Normokalaemic periodic paralysis (normoKPP) is characterized by transient and recurrent myoasthenia, and some patients also show muscle stiffness induced by cold exposure (paramyotonia congenita, PMC). It is caused by a mutation in the muscle voltage gated sodium channel alpha subunit (SCN4A) gene. Due to the diversity of the clinical manifestations of patients, it is difficult for clinicians to differentiate some of patients with atypical normoKPP from those who suffer from other periodic paralysis and nondystrophic myotonia. So far, for normoKPP there are almost no ways to assist definite diagnosis besides genetic screening. This research was designed to evaluate an exercise test (ET) in confirming the diagnosis of normoKPP and in assessing the therapeutic effectiveness of some drugs on this disease.
ET, described by McMains, was performed on six subjects from a Chinese family, including four patients with overlapping disease of normoKPP and PMC caused by a mutation of SCN4A Met1592Val that is identified by genetic analysis and two normal control members. The change of compound muscle action potential (CMAP) was recorded. Besides the family, two patients were also tested during treatments with acetazolamide.
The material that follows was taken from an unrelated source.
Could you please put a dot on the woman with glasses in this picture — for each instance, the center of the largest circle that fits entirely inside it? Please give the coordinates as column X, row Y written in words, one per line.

All patients showed a slight increase in CMAP immediately after exercise, followed by an abnormal gradual decline, which reached its nadir 25-30 minutes after exercise. CMAP amplitude dropped by more than 40% in patients but less than 23% in controls. In the patients who received treatment with acetazolamide, the change of CMAP amplitude was less than 28% and, at any fixed times, less than pretreatment values.
The ET may be used as a predictive, easy and reliable method of diagnosing normoKPP under conditions without genetic screening help, and is an objective way to evaluate the therapeutic effectiveness. According to different response patterns, the ET may also be helpful in reducing the scope of genetic screening.
正常血钾型周期性麻痹(normoKPP)的特征为短暂且反复发作的肌无力,部分患者还表现出冷暴露诱发的肌肉僵硬(先天性副肌强直,PMC)。它由肌肉电压门控钠通道α亚基(SCN4A)基因突变所致。由于患者临床表现多样,临床医生难以将部分非典型normoKPP患者与其他周期性麻痹及非营养不良性肌强直患者区分开来。迄今为止,除基因筛查外,几乎没有方法可辅助确诊normoKPP。本研究旨在评估一项运动试验(ET)在确诊normoKPP及评估某些药物对该疾病治疗效果方面的作用。
对来自一个中国家庭的6名受试者进行了McMains描述的ET,其中包括4名由基因分析确定为SCN4A基因Met1592Val突变导致的normoKPP和PMC重叠疾病患者以及2名正常对照成员。记录复合肌肉动作电位(CMAP)的变化。除该家庭外,还对2名接受乙酰唑胺治疗的患者进行了测试。
所有患者运动后即刻CMAP均略有升高,随后异常逐渐下降,在运动后25 - 30分钟降至最低点。患者的CMAP波幅下降超过40%,而对照组下降小于23%。接受乙酰唑胺治疗的患者,CMAP波幅变化小于28%,且在任何固定时间均低于治疗前值。
在无基因筛查帮助的情况下,ET可作为一种预测性、简便且可靠的诊断normoKPP的方法,也是评估治疗效果的客观手段。根据不同的反应模式,ET还可能有助于缩小基因筛查范围。